Years of public spending cuts and unimpressive economic
recovery has not only changed the minds of EU citizens regarding the legitimacy
of the whole European Union experiment but also how its leaders try to engage
the public in the European project as a whole.
Under the slogan “This time it’s different”, there is an
attempt to persuade voters to go to the ballot box this coming May, which EU
leaders hope
to increase the EU’s legitimacy.
Such inadequacy was expressed recently by the European
Commission’s vice president, Maros Sefcovic, stating that the ‘democratic
deficiency’ of the Commission’s actions had been regularly raised in the
past four years, in a statement to Reuters.
In a statement made in Brussels, Sefcovic expressed that “the
recent strengthening of European integration means the Commission is playing
more and more a political role and all of Europe needs to boost democratic
legitimacy more than ever.”
But more than increasing the democratic deficiency of the EU
project, there has been a progressive decrease in electoral participation by the
public and overall attitude towards the EU. In a PEW
research conducted last May, it showed that positive views of the European
Union are at or near their low point in most EU nations, even among the young,
the hope for the EU’s future.”
The research blamed the public distaste on prolonged economic
crisis which “has created centrifugal forces that are pulling European public
opinion apart.”
Also reasoned is the general disillusionment toward elected
leaders, where Europeans “are losing faith in the capacity of their own
national leaders to cope” with economic woes, including the inability of
leaders to address the lack of employment opportunities in the continent.

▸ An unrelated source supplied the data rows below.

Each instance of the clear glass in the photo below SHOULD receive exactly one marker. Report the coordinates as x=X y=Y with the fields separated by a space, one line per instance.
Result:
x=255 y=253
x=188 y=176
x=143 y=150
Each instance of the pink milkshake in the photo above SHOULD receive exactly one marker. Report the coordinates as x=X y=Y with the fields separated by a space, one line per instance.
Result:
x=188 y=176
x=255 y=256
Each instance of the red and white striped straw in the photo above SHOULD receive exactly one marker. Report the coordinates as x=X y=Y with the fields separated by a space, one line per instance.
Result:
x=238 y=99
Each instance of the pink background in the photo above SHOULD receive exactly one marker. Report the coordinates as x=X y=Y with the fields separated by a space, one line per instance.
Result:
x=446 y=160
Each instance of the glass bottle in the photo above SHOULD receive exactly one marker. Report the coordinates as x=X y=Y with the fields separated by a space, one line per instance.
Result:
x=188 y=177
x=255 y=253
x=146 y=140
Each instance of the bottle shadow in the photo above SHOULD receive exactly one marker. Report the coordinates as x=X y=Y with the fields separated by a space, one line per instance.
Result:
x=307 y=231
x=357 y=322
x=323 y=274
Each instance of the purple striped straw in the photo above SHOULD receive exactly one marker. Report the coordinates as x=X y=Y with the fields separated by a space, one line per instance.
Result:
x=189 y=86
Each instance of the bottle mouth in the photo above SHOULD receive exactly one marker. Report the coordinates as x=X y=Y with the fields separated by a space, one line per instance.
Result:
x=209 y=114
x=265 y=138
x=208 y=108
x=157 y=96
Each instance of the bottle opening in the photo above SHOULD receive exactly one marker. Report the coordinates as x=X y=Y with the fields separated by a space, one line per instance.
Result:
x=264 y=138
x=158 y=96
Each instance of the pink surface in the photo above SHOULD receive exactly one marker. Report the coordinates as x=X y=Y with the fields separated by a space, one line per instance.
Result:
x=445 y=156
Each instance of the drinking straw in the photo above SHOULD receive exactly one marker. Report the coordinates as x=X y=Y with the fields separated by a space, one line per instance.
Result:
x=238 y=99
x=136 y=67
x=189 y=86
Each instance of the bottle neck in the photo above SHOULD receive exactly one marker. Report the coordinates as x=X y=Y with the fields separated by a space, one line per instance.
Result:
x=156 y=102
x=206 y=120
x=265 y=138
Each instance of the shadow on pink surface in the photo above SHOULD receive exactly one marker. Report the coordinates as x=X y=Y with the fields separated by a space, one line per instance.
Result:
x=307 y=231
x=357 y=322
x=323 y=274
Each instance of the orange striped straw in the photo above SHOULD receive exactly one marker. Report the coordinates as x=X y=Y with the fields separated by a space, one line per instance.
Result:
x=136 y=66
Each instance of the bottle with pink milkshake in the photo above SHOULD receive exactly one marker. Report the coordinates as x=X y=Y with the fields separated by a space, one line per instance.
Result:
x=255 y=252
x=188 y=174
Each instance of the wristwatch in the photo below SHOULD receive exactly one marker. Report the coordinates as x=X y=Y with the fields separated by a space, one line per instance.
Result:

As for the coming elections itself, some observers caution that “if
any political party is looking forward to the EU election, it has to be the
hard right, anti-EU National Front”, as exemplified in France these days. The general
mood there is that “France has lost its sovereignty since the EU was created.” Polls
show that the French public has lost their ‘faith’ in the ability of the EU to
solve the country’s economic crisis.
In Britain, Nigel
Farage, the leader of the UK Independence Party, said the mood in France is
shared by Southern ‘peripheral’ economies, which are at the receiving end of
the financial bailouts.
In Germany, feelings of burdensome tax payer bailouts to
help ailing economies across Europe stem from factors including lack of
transparency through to doubts in the merits of the EU-US free trade agreement
(TIPP).
Indeed, it will be exciting to see how the decision to include
the election of the Commission President in the ballots will turn out this May.